In an attempt to not “poke the bear,” I’ve removed some of the personal information in the letters I will be sharing with you and I won’t be sharing any of the photos I took back then. The photo at the top of this blog was shot in an abandoned hotel in Italy.
In December 2013, I went to Austria to photograph abandoned buildings. There is a village where there are lots of abandoned buildings, mostly hotels. Photographing one of these abandoned hotels turned out to be a very expensive visit.

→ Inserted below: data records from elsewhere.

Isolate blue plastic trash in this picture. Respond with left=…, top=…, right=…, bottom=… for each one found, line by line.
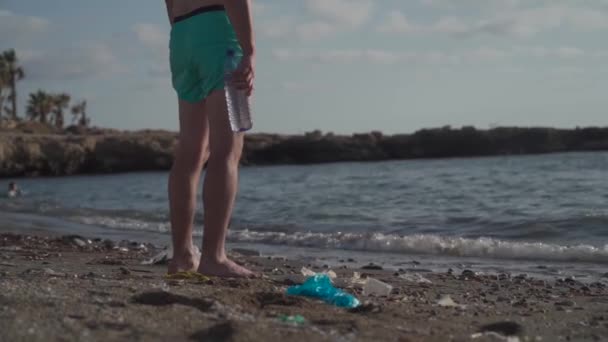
left=287, top=274, right=360, bottom=308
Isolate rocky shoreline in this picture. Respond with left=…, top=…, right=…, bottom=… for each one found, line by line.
left=0, top=127, right=608, bottom=177
left=0, top=234, right=608, bottom=342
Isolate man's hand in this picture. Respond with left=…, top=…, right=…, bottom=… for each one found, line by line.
left=232, top=54, right=255, bottom=96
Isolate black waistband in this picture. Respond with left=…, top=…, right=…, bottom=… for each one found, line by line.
left=173, top=5, right=224, bottom=24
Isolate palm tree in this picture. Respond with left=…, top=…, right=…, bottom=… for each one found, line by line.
left=72, top=100, right=90, bottom=127
left=2, top=49, right=25, bottom=120
left=51, top=93, right=70, bottom=128
left=26, top=90, right=54, bottom=123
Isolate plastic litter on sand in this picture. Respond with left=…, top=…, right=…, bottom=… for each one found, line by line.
left=164, top=272, right=210, bottom=282
left=277, top=315, right=306, bottom=325
left=300, top=267, right=338, bottom=280
left=287, top=274, right=360, bottom=308
left=363, top=277, right=393, bottom=296
left=399, top=273, right=433, bottom=284
left=437, top=295, right=466, bottom=309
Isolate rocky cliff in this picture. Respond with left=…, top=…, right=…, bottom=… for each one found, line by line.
left=0, top=127, right=608, bottom=177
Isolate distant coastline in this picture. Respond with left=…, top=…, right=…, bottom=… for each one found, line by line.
left=0, top=121, right=608, bottom=178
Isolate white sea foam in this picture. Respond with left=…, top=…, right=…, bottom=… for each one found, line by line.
left=230, top=230, right=608, bottom=264
left=67, top=216, right=608, bottom=264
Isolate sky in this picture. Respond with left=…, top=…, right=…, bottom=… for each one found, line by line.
left=0, top=0, right=608, bottom=134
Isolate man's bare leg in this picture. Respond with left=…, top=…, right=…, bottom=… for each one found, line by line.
left=168, top=100, right=209, bottom=273
left=198, top=91, right=253, bottom=277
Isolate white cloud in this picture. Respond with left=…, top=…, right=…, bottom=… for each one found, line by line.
left=133, top=23, right=169, bottom=50
left=258, top=16, right=293, bottom=38
left=306, top=0, right=374, bottom=28
left=272, top=46, right=608, bottom=65
left=296, top=21, right=338, bottom=40
left=378, top=4, right=608, bottom=37
left=132, top=23, right=169, bottom=77
left=378, top=10, right=415, bottom=33
left=0, top=10, right=50, bottom=47
left=19, top=43, right=125, bottom=80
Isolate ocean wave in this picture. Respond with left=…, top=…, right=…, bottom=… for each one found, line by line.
left=15, top=213, right=608, bottom=264
left=229, top=230, right=608, bottom=264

Entering was easy since multiple windows were standing open and I could just hop in. I started exploring the huge building and found a couple of interesting rooms. Some of these rooms were extremely decayed — there was one room in particular in which the wall behind the bed was covered in black mold. I took a couple of photos and after about an hour or two I left. After exploring the rest of the village, I continued my journey through Austria and Germany and went back home to The Netherlands.
The first thing I usually do when I come back home from a photography trip is import my photos into Lightroom and have a quick look at them. I was disappointed to see that I kind of messed it up. Most of the photos had really blown out highlights and I wasn’t happy with the results at all. Nevertheless, a few days later I edited some of the pictures and uploaded them onto Flickr (when I still had an account). Something I used to do back then is create an album for each location I had visited and give the album the “Urbex name” of the location. This is how my photos were later discovered by the lawyer that charged me.

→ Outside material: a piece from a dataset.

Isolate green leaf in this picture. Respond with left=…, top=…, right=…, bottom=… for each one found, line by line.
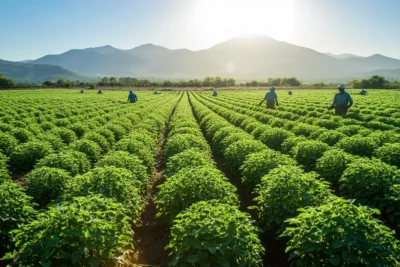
left=329, top=255, right=341, bottom=266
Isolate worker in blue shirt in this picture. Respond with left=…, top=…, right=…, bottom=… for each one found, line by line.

While I completely forgot about having those pictures online, I received a letter in January this year from a lawyer in Austria. He accused me of entering the property without permission and uploading photos of the interior without having paid license fees. He wanted me to pay the fees and the labor it cost him to write me.
A total amount of €1,054.46 (~$1,204).
At first, not knowing which location this was about, I did some research and found out it was the hotel I shot in December 2013. I hadn’t looked at the photos for a few years and when I saw them again I thought they were utter crap and I felt stupid for not having removed them earlier.
Because I do not have a very good understanding of the German language, I requested legal counsel, both from a lawyer in The Netherlands and from a lawyer in Austria. The lawyer from Austria basically advised me not to reply to the letter, thinking it was just an attempt to get easy money and that the accuser wouldn’t take the effort to go any further with it. The lawyer from The Netherlands wrote an e-mail to the accuser telling him that I was not planning on paying the amount he was requesting.
A few days after the e-mail from the Dutch lawyer was sent, we received a reply from the accuser warning me that if I didn’t pay he would take it to court. I was advised to not take the warning seriously and to leave it alone. It would supposedly go away… which did not turn out to happen.
While I was shooting my report in Pripyat, Chernobyl, in May this year, a package with a lot of papers was delivered to my house. When I got home I read it and, while most of it was in German, I thought I understood this was a letter from court informing me that I was officially being charged.
Since I live in Europe, I apparently have the right to refuse the receival of these official papers since the papers were written in a language I did not fully understand. I was allowed to request a translation into a language I did understand and I requested a translation into Dutch using the attached form.
I did not receive a translation, but weeks later I received the official judgement of the court in Austria telling me that I was found guilty. Since I didn’t show up at the court session, not knowing when it was since I never received a translation, I was immediately found guilty. There was no defense from my side. I had to pay a crazy amount of money and was never allowed to go back to the building that I entered without permission, or appeal.
At first I still was not planning to pay since I had the feeling I was being treated unfairly. I should have at least have the chance to defend myself or be aware of the official charges by being able to read them in a language I understand. I’ve checked whether my request had been sent correctly to and been received in Austria, and it was. So if the request was delivered why didn’t I get a translation? I have no idea.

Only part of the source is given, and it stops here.